[TED, invest 20:45 with Barry Schwartz] My advice in listening, if you have time, is to do it with soft ears - filter, and do not take it all so literally. That will make it an enjoyable and personal experience.
These are almost verbatim the part that most impressed me about the talk. Do you know when and how to make the exception to every rule? Brilliance isn't enough - you need wisdom. A wise person knows when to improvise.
When things go wrong we reach for two things - (1) rules, more rules, and (2) incentives. The truth is that neither rules not incentives do the job. They may make things better in the short run and destroy our desire to do the right thing in the long run. By employing rules and incentives, we give up wisdom.
We know why rules are there, we don't trust people on their own. Scripted rules are insurance policies against disaster. And they prevent disaster. What they assure in its place is mediocrity. We need rules, but too many of them and we stop doing altogether.

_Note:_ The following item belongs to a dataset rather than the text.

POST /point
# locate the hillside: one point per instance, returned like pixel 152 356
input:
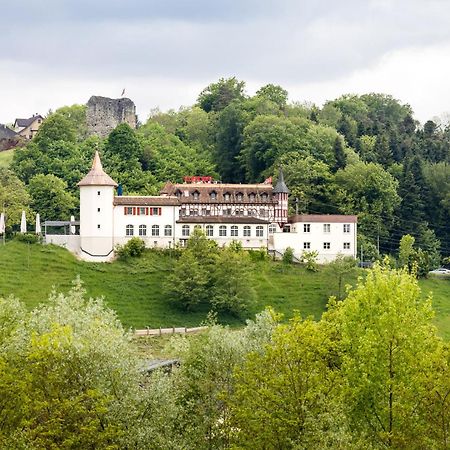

Instead of asking what is my responsibility, incentives make us ask what serves my interest. The answer to this dilemma is not devising smarter incentives. Incentives demoralize professional activity in two ways - they cause people engaged in that activity to lose morale; and they cause the activity itself to lose morality.
Are you asking, "is this the right thing to do?" How can we remoralize work?
- celebrate moral exemplars - people are inspired by moral heroes, acknowledge them
- know the people in your community - you have one, even when you've not built it yourself
- remember that you are always teaching - someone is always watching, the camera is always on
Schwartz concludes that what we need today is practical wisdom.
Some people in the comments to the talk lament the lack of practical motivation towards what should be done. My take is that this is personal and by example. Creating more rules and incentives would be missing the point entirely.
Thoughts of change and choice are seldom welcome - they miss the excuse of certainty and may instill the certitude of fear and doubt that freedom often brings. More than rules, perhaps we need guidance, that of our own moral compass. That can be outright uncomfortable and unpopular.